People in California forced to sleep in their cars as housing is unaffordable

Income inequality in California is getting worse.

In affluent areas such as Santa Barbara, the cost of living continues to rise while wages stay stagnant, leaving residents struggling to make ends meet. Even many of those with jobs can barely afford to stay in the city they've called home for years, and more of them are now forced to live out of their cars.

"It's a kind of middle-class homelessness," writes Steve Lopez in an article on the issue for the Los Angeles Times.

One local organization taking aim at the problem is the New Beginnings Counseling Center, which runs Safe Parking, a program that matches approved clients with monitored parking spots in lots near churches, government offices and nonprofits, where they can stay overnight.

The Safe Parking program has been around since 2004 but, just in the past 18 months, it has expanded from 20 lots to 23, according to the L.A. Times. There's also a waiting list of more than 40 families.

Of the program's 150 clients, 40 percent are employed, including Marva Ericson, a certified nurse assistant currently living out of her Kia. After a series of seizures forced Ericson to quit her job, she was diagnosed with a brain tumor while taking care of her dying mother.

Although Ericson regained her health and was able to return to work, she still struggled to make ends meet. Despite working two jobs, earning between $12 and $14 an hour, she lost her apartment three months ago and has been spending nights in her car since.

Santa Barbara residents aren't the only ones forced to live out of vehicles and trying to deal with the related challenges.
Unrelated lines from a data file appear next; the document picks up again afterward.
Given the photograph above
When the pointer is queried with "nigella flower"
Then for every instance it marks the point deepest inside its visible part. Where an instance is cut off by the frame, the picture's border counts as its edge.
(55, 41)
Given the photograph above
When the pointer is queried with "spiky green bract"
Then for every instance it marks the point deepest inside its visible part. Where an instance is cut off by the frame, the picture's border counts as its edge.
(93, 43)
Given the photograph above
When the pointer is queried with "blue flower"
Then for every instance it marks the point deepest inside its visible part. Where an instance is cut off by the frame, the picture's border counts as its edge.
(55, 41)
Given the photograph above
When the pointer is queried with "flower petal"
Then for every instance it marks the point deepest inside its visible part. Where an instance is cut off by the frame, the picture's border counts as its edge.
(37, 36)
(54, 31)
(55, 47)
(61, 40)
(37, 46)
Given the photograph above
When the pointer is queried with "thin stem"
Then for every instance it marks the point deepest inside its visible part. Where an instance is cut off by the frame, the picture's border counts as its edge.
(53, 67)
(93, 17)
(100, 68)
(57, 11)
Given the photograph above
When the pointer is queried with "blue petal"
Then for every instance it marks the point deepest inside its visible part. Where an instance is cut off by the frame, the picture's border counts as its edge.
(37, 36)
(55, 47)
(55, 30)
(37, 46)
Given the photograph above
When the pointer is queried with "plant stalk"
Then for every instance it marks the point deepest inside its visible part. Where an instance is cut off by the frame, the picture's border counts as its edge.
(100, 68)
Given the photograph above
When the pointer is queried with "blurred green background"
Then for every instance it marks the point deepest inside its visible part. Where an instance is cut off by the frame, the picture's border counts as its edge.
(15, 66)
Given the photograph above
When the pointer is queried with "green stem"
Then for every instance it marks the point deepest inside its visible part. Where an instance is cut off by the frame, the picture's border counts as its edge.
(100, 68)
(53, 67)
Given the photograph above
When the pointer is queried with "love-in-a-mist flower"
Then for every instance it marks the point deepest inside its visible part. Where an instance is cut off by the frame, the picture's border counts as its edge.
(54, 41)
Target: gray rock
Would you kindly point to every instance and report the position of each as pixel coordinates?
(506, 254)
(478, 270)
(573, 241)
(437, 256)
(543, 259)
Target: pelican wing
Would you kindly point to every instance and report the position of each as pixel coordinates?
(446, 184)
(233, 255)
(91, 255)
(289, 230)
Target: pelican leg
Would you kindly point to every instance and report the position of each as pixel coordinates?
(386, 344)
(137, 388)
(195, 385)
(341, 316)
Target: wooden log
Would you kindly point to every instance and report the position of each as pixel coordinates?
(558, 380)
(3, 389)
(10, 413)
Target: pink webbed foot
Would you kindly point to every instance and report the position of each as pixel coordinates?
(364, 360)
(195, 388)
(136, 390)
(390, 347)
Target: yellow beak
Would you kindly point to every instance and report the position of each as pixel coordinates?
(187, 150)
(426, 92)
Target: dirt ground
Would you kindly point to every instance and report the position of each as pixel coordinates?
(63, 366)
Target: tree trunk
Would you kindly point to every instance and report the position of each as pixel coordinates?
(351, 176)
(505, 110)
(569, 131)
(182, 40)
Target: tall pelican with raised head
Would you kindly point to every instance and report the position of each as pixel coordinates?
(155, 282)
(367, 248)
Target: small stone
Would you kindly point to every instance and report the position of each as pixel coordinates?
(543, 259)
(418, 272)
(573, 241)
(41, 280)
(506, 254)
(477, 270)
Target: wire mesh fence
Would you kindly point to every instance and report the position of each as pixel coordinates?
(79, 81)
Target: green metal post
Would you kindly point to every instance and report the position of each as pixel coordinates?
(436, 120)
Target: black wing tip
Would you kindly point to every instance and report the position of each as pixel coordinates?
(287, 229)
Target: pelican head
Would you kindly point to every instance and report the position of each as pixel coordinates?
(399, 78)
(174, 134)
In San Jose, the growing number of RV dwellers have a hard time finding places to park. "I have to do whatever I have to do," Robert Ramirez, a 54-year-old resident who lives out of his RV and collects recyclables for money, told The Mercury News.

As housing prices in the Bay Area continue to rise and an increasing number of residents turn to cars and RVs as their primary residences, local officials must figure out how to support the growing population while fielding a corresponding rise in complaints about RV communities from other residents, The Mercury News reports.

When Houston-based law firm Patterson and Sheridan expanded to Silicon Valley, it opted to keep employees in Texas rather than have relocate to California. Now the lawyers commute once a month for meetings on a nine-seat, $3 million jet equipped with maple-paneled cabins and plush leather seats. It was, remarkably, the cost-effective decision.

Even with the cost of the jet, plus the $2,500 per hour cost to operate it, the firm says it can offer clients lower prices because most of the work is done in Houston, where commercial real estate is 43 percent cheaper, salaries are 52 percent lower and competition for technical talent less fierce, according to an original report in the Houston Chronicle.
The attorneys living in Houston also have a higher standard of living than they would in California.  The houses are nicer and cost less.  The building restrictions in California restrict the supply of affordable homes and drive up the price of homes that would not be acceptable to middle class families in Texas.  Add high taxes to the cost of housing and California is seeing its middle class leave for a higher standard of living elsewhere.

With more people having to opt for RV living in California  It appears that the restrictions do not allow for mobile home and RV parks to accommodate those living in them.